Maggiemouse1 · web-flow · commit 4c9073141029 · 2023-03-03T09:45:18.000Z
Restart after VNet DNS changes
diff --git a/articles/application-gateway/application-gateway-faq.yml b/articles/application-gateway/application-gateway-faq.yml
@@ -186,7 +186,10 @@ sections:
       - question: Can Application Gateway communicate with instances outside of its virtual network or outside of its subscription?
         answer: |
           As long as you have IP connectivity, Application Gateway can communicate with instances outside of the virtual network that it's in. Application Gateway can also communicate with instances outside of the subscription it's in. If you plan to use internal IPs as backend pool members, use [virtual network peering](../virtual-network/virtual-network-peering-overview.md) or [Azure VPN Gateway](../vpn-gateway/vpn-gateway-about-vpngateways.md).
-          
+       
+      - question: Why am I seeing 502 errors or unhealthy backend servers after I changed the DNS servers for the virtual network?
+        answer: The instances of your application gateway use the virtual network's DNS configuration for name resolution. After changing any DNS server configuration, you need to restart (Stop and Start) the application gateway for the new DNS servers to get assigned. Until then, FQDN-based name resolutions for outbound connectivity could fail.
+       
       - question: Can I deploy anything else in the application gateway subnet?

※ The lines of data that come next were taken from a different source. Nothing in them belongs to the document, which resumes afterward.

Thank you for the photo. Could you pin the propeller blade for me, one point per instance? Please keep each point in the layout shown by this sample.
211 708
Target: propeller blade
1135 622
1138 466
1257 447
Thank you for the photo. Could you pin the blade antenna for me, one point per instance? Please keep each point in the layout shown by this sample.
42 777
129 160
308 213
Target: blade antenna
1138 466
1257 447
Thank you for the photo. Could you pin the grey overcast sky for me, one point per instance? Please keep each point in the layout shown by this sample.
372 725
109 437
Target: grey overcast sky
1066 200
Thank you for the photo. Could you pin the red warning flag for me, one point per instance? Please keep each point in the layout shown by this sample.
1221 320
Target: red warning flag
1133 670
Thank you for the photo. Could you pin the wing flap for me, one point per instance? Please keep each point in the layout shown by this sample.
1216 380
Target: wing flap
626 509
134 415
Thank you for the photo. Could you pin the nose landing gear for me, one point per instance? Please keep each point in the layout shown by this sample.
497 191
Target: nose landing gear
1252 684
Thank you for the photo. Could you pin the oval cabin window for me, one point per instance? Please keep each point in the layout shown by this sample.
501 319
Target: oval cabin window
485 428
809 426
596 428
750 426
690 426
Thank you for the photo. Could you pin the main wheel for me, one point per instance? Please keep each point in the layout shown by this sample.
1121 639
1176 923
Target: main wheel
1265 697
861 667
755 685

         answer: No. But you can deploy other application gateways in the subnet.
         
diff --git a/articles/application-gateway/configuration-infrastructure.md b/articles/application-gateway/configuration-infrastructure.md
@@ -5,7 +5,7 @@ services: application-gateway
 author: greg-lindsay
 ms.service: application-gateway
 ms.topic: conceptual
-ms.date: 02/23/2023
+ms.date: 03/03/2023
 ms.author: greglin
 ---
 
@@ -54,6 +54,9 @@ Subnet Size /24 = 256 IP addresses - 5 reserved from the platform = 251 availabl
 > [!TIP]
 > It is possible to change the subnet of an existing Application Gateway within the same virtual network. You can do this using Azure PowerShell or Azure CLI. For more information, see [Frequently asked questions about Application Gateway](application-gateway-faq.yml#can-i-change-the-virtual-network-or-subnet-for-an-existing-application-gateway)
 
+### DNS Servers for name resolution
+The virtual network resource supports [DNS server](../virtual-network/manage-virtual-network.md#view-virtual-networks-and-settings-using-the-azure-portal) configuration, allowing you to choose between Azure-provided default or Custom DNS servers. The instances of your application gateway also honor this DNS configuration for any name resolution. Thus, after you change this setting, you must restart ([Stop](/powershell/module/az.network/Stop-AzApplicationGateway) and [Start](/powershell/module/az.network/start-azapplicationgateway)) your application gateway for these changes to take effect on the instances.
+
 ### Virtual network permission 
 Since the application gateway resource is deployed inside a virtual network, we also perform a check to verify the permission on the provided virtual network resource. This validation is performed during both creation and management operations. You should check your [Azure role-based access control](../role-based-access-control/role-assignments-list-portal.md) to verify the users or service principals that operate application gateways also have at least **Microsoft.Network/virtualNetworks/subnets/join/action** permission on the Virtual Network or Subnet.